In 1240, Muslim mercenaries in the service of Frederick II entered the sisters’ cloister at the church of San Damiano just outside Assisi’s city walls. Although the community’s abbess — the future Saint Clare — was lying sick on her pallet in the dormitory, she nonetheless arose and went to the convent door with some of the sisters. Holding a monstrance, she began to pray. According to the sisters who testified about the event at Clare’s canonization process, a voice spoke from the tabernacle announcing “I will save you.” The soldiers fled. This miracle story, unique to Clare’s saintly persona and rarely represented in Italian art before the sixteenth century, serves as a unifying thread for Nirit Ben Aryeh Debby’s account of the growth of Clare’s spiritual authority as represented in the visual arts. In a thirteenth-century painting (reproduced in color plates both on the book’s cover and within), Guido da Siena dramatically shows three Saracen soldiers falling from the city walls as Clare stands with her sisters in the convent doorway. This striking image proclaims divine favor and suggests her early reputation as Assisi’s protector. However, this presentation was anomalous and artists more typically depicted Clare as a passive virgin saint whose humility led to generic representations even within the communities named in her honor. Debby convincingly shows that Clare did not become a powerful, much less a popular, saint until the sixteenth century when she came to exemplify the spiritual ideals of the Counter-Reformation. Clare’s iconography increasingly stressed her role as a defender of the Catholic faith who, in priest-like fashion, elevated the monstrance and expelled the Saracens. This transformation underscores Debby’s main point that [End Page 176] sainthood and its meanings are ultimately flexible and change according to the audience.

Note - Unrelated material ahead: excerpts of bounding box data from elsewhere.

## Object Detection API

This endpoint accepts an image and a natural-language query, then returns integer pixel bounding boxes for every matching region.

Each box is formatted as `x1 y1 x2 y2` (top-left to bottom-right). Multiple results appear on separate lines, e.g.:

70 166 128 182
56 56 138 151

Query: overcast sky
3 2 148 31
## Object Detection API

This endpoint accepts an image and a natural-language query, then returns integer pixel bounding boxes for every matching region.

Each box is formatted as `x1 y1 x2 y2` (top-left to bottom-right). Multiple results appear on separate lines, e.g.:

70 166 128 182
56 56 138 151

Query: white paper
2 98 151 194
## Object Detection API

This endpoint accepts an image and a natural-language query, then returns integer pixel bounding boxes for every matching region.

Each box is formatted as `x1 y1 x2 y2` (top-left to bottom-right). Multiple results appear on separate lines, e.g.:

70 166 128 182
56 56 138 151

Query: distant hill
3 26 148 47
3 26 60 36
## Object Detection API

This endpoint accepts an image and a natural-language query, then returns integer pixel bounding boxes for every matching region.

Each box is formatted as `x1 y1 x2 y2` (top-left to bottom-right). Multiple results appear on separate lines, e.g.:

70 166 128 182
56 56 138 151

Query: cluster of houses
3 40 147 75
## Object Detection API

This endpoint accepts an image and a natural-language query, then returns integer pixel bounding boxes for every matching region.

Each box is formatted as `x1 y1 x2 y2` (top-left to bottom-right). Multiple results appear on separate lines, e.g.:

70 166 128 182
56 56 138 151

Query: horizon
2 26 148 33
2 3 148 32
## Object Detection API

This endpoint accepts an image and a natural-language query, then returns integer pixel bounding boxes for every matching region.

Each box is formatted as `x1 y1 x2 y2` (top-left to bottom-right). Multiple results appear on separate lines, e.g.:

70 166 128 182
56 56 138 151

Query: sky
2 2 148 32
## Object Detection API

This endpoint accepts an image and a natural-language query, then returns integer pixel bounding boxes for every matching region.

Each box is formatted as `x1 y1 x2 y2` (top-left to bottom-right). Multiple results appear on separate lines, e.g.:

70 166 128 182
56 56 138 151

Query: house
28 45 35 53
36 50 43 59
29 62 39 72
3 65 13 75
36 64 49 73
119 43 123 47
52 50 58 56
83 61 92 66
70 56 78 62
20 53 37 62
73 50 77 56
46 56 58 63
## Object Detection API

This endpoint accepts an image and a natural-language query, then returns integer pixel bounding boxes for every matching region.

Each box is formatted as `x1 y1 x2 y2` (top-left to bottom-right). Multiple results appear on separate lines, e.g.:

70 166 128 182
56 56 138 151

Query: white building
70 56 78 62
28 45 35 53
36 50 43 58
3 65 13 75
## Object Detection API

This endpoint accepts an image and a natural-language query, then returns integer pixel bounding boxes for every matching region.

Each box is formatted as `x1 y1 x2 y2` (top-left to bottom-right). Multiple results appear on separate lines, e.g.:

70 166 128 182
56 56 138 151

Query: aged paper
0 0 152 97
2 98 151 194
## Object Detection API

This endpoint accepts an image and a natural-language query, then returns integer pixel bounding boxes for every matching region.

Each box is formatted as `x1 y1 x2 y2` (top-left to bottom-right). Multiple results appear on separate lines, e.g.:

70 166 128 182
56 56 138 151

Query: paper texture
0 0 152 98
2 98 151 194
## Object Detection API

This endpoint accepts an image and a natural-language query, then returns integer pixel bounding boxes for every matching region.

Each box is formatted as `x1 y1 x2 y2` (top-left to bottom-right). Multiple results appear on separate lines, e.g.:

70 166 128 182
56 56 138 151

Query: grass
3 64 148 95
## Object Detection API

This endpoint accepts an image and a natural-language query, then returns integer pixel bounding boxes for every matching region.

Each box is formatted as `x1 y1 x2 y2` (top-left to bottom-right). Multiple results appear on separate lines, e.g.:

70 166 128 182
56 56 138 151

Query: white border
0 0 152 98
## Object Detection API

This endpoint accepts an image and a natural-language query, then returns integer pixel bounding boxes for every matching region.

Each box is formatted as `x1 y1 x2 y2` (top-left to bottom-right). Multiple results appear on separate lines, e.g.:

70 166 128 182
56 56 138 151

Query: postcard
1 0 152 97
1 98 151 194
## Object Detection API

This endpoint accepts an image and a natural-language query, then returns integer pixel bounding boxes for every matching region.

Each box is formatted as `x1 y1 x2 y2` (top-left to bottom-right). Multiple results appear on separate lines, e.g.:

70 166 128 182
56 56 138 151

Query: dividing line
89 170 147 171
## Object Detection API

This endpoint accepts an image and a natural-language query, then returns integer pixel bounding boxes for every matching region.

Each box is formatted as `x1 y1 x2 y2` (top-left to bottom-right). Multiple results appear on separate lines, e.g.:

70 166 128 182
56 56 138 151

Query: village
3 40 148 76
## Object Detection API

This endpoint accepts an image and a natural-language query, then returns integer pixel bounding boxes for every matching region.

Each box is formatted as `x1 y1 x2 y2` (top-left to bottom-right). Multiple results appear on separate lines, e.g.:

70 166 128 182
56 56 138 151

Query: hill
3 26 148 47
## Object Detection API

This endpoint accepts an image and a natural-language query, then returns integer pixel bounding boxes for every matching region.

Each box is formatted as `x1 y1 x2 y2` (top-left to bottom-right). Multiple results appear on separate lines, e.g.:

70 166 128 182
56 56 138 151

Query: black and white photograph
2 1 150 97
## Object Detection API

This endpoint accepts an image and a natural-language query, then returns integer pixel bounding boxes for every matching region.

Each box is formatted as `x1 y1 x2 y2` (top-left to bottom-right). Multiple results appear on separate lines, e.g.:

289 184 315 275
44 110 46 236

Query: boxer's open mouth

The book’s three main chapters are organized chronologically and thematically, with particular attention paid to images from Assisi, Florence, and Naples. Each also pays attention to the interrelations between sermons and artistic representations, a topic Debby has explored in two earlier books. Chapter one assesses Clare’s transformation from a civic saint to the passive and humble virgin of the hagiographic tradition during the thirteenth and fourteenth centuries. Chapter two addresses Clare’s gradual emergence in art as a miracle-working saint and as a Franciscan exemplar under the influence of the fifteenth-century Observant Reform movement. One of Debby’s most intriguing suggestions is that the Franciscan Order may have developed Clare’s cult deliberately in response to Dominican efforts to promote Catherine of Siena (87). Both chapters clearly demonstrate that medieval artists were most likely to represent Clare as an important figure in the Franciscan movement under the influence of female patronage, a situation that corresponds with the textual evidence for her cult and saintly reputation.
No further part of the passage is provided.